Cardiac Anesthesiology Made Ridiculously Simple
by Art Wallace, M.D., Ph.D.
Cardiac surgery is a dangerous and complex field of medicine with significant morbidity and mortality. Quality anesthetic care with specific attention to detail can greatly enhance patient safety and outcome. Details that are ignored can lead to disaster. This document will attempt to describe the bare bones sequence for cardiac anesthesia for adult CABG and VALVE procedures with specific recommendations. It is not all inclusive or definitive but it is the minimal critical requirements.
If you keep your head screwed on very tightly and pay 100% attention at all times, things will only go poorly some of the time.
A good reference is: "The Practice of Cardiac Anesthesia" by Frederick Hensley and Donald Martin, Little Brown Handbook.
Anesthetic evaluation must include attention to cardiac history. The cath report, thallium, echo, and ECG. Critical information includes: Left main disease or equivalent, poor distal targets, ejection fraction, LVEDP, presence of aneurysm, pulmonary hypertension, valvular lesions, congenital lesions. Each of these points requires a modification of anesthetic technique and specific information is required. How is their angina manifest? You need to be able to understand their verbal reports. If a patient’s angina is experienced as shortness of breath, or nausea, or heart burn, or whatever, you need to be able to link that symptom to possible myocardial ischemia.
Past medical history including history of COPD, TIA, stroke, cerebral vascular disease, renal disease (CRI is an independent risk factor), hepatic insufficiency will change anesthetic management.

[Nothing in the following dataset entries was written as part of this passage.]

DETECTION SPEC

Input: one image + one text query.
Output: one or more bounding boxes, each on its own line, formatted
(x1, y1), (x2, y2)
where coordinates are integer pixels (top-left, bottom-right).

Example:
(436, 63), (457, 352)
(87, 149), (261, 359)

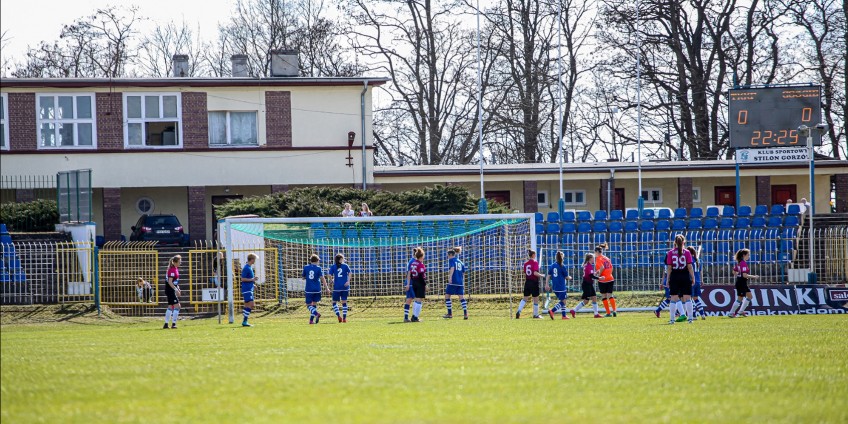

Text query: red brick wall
(182, 92), (209, 148)
(265, 91), (292, 147)
(751, 175), (771, 207)
(524, 181), (539, 213)
(103, 188), (121, 241)
(94, 92), (124, 150)
(677, 178), (692, 209)
(8, 93), (38, 150)
(183, 186), (206, 241)
(836, 174), (848, 213)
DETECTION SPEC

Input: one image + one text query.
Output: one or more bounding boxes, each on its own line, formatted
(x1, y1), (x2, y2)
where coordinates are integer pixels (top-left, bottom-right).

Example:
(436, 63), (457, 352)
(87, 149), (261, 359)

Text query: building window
(0, 93), (9, 150)
(124, 93), (182, 147)
(36, 93), (97, 149)
(642, 188), (662, 203)
(536, 191), (548, 207)
(135, 197), (154, 215)
(209, 111), (259, 146)
(563, 190), (586, 206)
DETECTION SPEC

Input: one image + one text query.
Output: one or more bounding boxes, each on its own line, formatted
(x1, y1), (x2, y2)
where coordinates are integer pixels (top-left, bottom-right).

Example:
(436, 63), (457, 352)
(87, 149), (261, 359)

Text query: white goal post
(218, 214), (537, 323)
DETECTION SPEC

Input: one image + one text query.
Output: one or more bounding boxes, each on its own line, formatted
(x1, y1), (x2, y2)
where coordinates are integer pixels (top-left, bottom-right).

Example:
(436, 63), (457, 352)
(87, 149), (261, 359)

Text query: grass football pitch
(0, 302), (848, 424)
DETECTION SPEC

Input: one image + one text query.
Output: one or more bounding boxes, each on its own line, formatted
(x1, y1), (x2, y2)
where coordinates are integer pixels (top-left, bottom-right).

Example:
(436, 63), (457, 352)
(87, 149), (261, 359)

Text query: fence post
(93, 244), (100, 317)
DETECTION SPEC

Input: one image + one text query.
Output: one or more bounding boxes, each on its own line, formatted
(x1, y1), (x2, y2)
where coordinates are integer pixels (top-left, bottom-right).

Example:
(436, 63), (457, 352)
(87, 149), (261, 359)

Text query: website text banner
(701, 284), (848, 315)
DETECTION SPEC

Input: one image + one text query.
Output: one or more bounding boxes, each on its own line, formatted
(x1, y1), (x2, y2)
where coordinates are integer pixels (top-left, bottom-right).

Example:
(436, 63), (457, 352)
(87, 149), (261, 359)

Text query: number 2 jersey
(303, 264), (322, 293)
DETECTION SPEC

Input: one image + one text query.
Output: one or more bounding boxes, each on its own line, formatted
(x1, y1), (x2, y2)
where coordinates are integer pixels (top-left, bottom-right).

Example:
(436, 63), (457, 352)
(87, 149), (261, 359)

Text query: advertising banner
(701, 284), (848, 316)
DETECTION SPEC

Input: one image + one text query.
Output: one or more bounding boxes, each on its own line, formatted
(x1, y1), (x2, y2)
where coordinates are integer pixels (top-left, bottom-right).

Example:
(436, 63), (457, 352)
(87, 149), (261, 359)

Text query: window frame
(123, 91), (183, 150)
(562, 190), (586, 206)
(0, 93), (7, 150)
(206, 109), (259, 149)
(35, 92), (97, 150)
(640, 187), (663, 204)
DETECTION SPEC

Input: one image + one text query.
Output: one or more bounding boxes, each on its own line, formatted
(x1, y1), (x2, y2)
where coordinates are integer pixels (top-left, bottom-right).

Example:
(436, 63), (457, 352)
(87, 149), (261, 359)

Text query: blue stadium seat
(707, 206), (719, 218)
(577, 211), (592, 222)
(736, 217), (751, 228)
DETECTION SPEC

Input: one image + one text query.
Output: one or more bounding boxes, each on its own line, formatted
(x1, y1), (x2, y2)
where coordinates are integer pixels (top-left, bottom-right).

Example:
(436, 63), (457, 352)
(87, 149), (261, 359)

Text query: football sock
(727, 300), (742, 315)
(242, 307), (253, 322)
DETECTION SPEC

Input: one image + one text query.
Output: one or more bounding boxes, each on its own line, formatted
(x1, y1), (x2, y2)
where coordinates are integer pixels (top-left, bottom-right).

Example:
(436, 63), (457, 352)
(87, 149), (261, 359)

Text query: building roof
(0, 77), (391, 88)
(374, 159), (848, 177)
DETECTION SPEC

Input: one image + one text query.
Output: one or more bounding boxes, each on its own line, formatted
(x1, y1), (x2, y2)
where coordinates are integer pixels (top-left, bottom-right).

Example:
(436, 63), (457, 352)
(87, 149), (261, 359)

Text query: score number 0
(736, 107), (813, 146)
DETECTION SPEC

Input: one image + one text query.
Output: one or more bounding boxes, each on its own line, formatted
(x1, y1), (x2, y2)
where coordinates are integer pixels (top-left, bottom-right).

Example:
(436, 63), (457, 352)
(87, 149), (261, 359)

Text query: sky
(0, 0), (235, 68)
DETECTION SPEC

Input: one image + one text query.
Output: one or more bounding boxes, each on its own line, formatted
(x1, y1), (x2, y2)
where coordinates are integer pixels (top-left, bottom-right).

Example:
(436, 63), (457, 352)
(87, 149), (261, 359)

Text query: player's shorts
(333, 289), (350, 302)
(165, 290), (180, 305)
(580, 278), (598, 300)
(668, 270), (692, 296)
(241, 290), (254, 302)
(554, 290), (568, 300)
(445, 284), (465, 296)
(598, 281), (615, 294)
(736, 277), (751, 296)
(692, 283), (701, 297)
(412, 280), (427, 299)
(524, 278), (540, 297)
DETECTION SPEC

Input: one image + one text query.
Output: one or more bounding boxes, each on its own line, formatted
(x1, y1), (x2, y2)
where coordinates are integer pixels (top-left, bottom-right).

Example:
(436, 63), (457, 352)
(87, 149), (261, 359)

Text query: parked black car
(130, 215), (185, 246)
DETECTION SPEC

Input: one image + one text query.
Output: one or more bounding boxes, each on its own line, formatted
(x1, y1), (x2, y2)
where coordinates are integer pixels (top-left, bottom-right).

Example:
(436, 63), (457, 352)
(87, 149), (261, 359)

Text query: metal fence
(0, 227), (848, 315)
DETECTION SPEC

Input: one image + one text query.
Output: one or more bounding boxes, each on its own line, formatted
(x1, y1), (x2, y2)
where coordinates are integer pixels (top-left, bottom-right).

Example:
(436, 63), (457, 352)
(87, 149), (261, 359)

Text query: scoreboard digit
(728, 86), (822, 149)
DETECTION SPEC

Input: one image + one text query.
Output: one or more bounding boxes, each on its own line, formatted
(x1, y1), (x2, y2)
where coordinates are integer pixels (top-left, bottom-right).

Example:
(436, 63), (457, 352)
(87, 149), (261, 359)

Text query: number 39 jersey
(665, 249), (692, 272)
(303, 264), (322, 293)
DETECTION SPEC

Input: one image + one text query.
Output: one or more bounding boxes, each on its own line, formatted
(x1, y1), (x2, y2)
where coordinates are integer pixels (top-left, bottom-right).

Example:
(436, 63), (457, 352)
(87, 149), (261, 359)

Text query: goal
(218, 214), (536, 323)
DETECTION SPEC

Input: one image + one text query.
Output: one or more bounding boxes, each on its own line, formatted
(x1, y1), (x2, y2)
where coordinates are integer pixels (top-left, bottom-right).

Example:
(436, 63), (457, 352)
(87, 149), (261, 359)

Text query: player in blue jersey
(241, 253), (256, 327)
(303, 255), (330, 324)
(403, 247), (421, 322)
(444, 246), (468, 319)
(545, 252), (571, 319)
(687, 246), (707, 320)
(330, 253), (351, 322)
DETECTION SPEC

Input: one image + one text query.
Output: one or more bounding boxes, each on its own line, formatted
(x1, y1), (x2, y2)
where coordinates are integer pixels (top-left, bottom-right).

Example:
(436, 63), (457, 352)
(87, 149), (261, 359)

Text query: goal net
(219, 214), (536, 322)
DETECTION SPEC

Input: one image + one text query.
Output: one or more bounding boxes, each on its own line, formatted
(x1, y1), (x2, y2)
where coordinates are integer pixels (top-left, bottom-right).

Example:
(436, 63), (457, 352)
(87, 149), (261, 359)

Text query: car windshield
(147, 216), (180, 227)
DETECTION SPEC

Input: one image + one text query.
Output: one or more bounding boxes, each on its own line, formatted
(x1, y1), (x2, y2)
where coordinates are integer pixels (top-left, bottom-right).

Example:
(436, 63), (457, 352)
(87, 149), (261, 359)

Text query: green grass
(0, 302), (848, 424)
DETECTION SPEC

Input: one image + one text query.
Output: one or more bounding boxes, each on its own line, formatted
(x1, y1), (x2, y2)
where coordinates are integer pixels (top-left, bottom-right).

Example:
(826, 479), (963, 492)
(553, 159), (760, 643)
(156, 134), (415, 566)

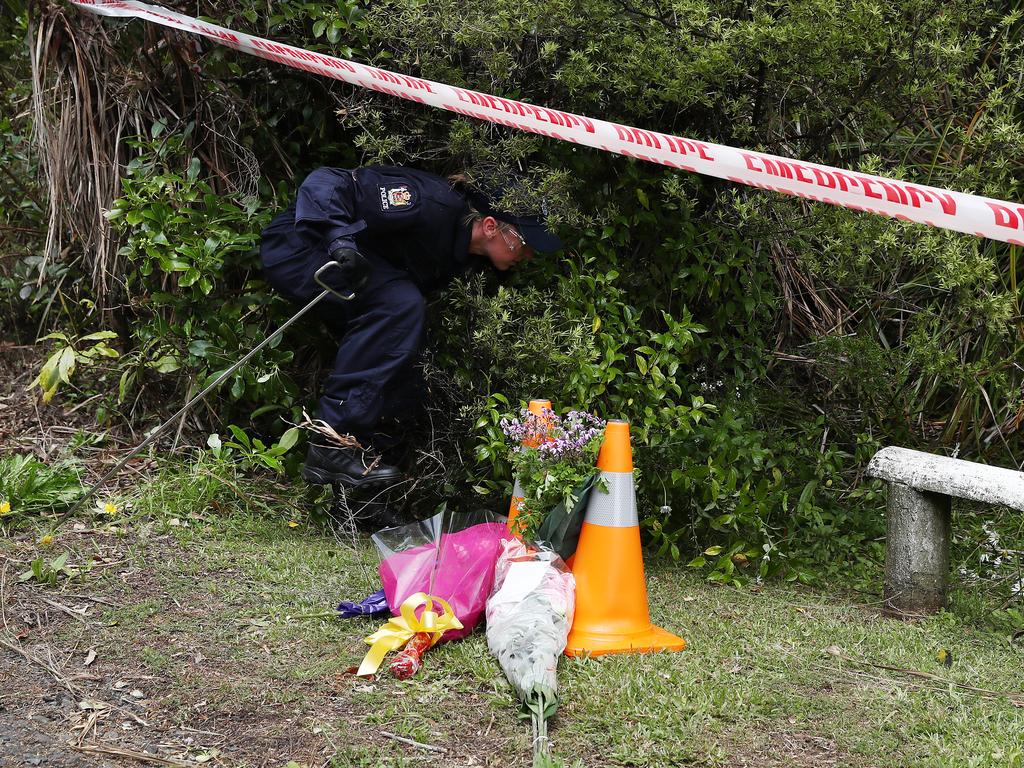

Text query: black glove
(324, 240), (370, 293)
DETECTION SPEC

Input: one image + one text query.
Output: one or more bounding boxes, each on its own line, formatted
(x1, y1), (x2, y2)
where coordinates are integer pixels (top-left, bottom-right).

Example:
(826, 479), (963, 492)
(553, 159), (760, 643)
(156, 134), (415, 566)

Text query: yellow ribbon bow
(355, 592), (462, 677)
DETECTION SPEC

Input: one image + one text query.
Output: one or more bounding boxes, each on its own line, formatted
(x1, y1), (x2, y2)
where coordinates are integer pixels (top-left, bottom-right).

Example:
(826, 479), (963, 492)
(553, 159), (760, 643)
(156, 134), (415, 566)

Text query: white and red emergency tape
(72, 0), (1024, 245)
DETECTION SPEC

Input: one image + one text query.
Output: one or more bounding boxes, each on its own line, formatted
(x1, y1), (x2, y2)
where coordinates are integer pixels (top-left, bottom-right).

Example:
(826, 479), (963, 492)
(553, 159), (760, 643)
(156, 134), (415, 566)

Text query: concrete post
(883, 481), (950, 616)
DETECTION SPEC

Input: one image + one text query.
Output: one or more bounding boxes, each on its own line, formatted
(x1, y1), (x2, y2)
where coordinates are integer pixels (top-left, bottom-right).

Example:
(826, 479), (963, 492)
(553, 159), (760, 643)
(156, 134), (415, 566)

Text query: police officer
(260, 166), (561, 488)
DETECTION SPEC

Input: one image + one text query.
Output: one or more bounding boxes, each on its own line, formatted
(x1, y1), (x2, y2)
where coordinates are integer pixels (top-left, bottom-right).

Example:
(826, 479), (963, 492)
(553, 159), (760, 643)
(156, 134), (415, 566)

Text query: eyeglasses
(501, 224), (526, 251)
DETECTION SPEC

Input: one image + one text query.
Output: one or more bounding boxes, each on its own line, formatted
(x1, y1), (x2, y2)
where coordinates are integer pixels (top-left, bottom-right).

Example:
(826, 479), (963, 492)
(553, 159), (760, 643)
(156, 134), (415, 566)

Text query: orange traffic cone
(565, 421), (686, 656)
(509, 400), (551, 539)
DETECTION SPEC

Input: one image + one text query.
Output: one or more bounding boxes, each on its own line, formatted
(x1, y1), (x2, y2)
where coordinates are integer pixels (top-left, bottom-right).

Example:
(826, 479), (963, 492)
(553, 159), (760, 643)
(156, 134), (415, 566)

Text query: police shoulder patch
(380, 184), (416, 211)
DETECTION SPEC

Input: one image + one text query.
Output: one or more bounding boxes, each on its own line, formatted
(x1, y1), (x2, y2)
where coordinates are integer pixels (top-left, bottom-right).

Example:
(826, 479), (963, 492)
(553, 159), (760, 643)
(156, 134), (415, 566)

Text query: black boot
(302, 443), (401, 488)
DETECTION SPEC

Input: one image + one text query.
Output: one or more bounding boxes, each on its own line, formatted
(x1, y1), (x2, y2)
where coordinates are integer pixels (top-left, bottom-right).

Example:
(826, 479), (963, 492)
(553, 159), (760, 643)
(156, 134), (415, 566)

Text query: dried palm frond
(30, 0), (260, 307)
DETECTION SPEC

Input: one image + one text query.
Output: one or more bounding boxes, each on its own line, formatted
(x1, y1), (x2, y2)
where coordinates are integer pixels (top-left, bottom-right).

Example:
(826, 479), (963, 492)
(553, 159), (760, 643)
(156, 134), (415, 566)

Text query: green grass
(3, 454), (1024, 768)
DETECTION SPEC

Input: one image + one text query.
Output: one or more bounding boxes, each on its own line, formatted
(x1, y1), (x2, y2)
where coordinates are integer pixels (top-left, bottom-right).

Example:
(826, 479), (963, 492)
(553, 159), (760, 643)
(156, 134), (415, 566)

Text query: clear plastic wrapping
(486, 541), (575, 706)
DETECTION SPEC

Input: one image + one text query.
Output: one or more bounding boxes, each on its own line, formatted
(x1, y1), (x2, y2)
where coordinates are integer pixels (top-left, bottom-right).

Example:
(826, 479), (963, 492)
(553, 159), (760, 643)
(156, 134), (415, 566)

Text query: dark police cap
(469, 189), (563, 253)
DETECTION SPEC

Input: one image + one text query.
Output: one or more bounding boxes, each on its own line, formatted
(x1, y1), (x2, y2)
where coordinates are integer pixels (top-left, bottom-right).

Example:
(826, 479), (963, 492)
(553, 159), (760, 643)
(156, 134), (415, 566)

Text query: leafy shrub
(109, 126), (298, 436)
(0, 454), (84, 524)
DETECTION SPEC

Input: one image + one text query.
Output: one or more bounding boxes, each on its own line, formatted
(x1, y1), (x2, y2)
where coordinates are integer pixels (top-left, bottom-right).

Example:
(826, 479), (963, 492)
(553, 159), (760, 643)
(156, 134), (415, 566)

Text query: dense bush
(4, 0), (1024, 580)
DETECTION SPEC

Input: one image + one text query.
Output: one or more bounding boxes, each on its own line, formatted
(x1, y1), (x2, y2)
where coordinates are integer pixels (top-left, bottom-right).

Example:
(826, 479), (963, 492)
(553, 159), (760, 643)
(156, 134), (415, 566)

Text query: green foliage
(17, 552), (79, 587)
(29, 331), (118, 402)
(206, 424), (299, 473)
(501, 409), (604, 544)
(101, 126), (298, 436)
(0, 454), (84, 525)
(8, 0), (1024, 582)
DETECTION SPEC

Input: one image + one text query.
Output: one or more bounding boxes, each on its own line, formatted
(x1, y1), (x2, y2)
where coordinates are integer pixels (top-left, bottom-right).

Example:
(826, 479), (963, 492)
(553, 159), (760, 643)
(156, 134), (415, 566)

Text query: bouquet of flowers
(356, 508), (510, 680)
(487, 541), (575, 765)
(501, 409), (604, 560)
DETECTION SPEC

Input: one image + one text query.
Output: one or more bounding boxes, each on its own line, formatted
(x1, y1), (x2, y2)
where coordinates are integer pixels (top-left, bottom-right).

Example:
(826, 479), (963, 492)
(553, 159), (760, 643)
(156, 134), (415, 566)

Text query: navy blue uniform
(260, 166), (474, 444)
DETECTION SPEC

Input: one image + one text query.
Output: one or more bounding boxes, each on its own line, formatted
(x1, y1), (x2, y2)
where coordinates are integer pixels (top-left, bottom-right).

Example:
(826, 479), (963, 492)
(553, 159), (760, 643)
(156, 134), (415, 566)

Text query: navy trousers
(264, 249), (426, 449)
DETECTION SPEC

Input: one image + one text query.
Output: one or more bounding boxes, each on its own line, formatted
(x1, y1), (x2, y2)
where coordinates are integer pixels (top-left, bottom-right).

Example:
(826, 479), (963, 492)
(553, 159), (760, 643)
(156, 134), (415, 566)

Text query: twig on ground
(60, 592), (118, 608)
(829, 651), (1024, 703)
(72, 742), (199, 768)
(0, 636), (82, 696)
(39, 597), (89, 627)
(377, 731), (447, 753)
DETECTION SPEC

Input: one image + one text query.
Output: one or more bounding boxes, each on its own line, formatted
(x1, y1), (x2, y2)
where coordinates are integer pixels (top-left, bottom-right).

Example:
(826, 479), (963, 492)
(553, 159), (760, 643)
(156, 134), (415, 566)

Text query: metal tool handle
(313, 261), (355, 301)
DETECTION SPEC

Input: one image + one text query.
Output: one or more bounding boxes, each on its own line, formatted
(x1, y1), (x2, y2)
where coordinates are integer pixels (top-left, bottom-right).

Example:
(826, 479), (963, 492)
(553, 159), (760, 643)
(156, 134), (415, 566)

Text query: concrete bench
(867, 447), (1024, 615)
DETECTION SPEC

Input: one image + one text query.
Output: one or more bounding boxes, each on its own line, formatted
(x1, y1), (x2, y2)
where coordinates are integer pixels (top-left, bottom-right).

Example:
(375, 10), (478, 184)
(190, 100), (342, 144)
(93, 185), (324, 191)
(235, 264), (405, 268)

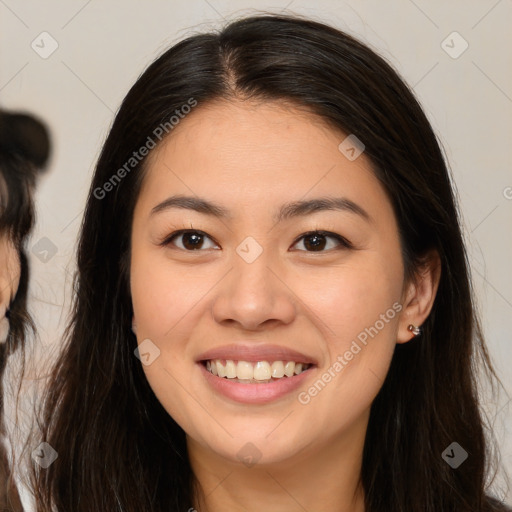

Medications : Look specifically for anti-anginal regimen - synergism between calcium channel and beta blockers, is their COPD being treated? It is very important for patients to stay on their anti-anginal therapy throughout the hospital stay. If a patient is on a beta blocker, calcium channel blocker, nitrate, and/or ACE inhibitor they should remain on that drug throughout the perioperative period. The patient should get all anti-anginal medications on the day of surgery and following surgery. The day of surgery is the wrong time to go through a withdrawal process on any anti-anginal drug.
Physical exam: Airway
Chest: Is the patient in failure? Pneumonia? COPD
Cardiac: Do they have a murmur? Are they in failure?
Abd: Ascities, Obesity
LABS: Minimal CBC, Plt, Lytes, BUN, CR, Glu, PT,PTT
CXR: Cardiomegaly? Tumors? Pleural effusions?
ECG: LBBB: Critical information if a pulmonary artery catheter is planned. Occasionally patients with LBBB can develop third degree block with PA catheter placement.
Have they had a recent MI? Do they have resting ischemia? Where are their ST-T changes?
PFT and ABG: Are they going to become a respiratory cripple?
Information: Tell them about the A-line, the PA catheter, and post op ventilation.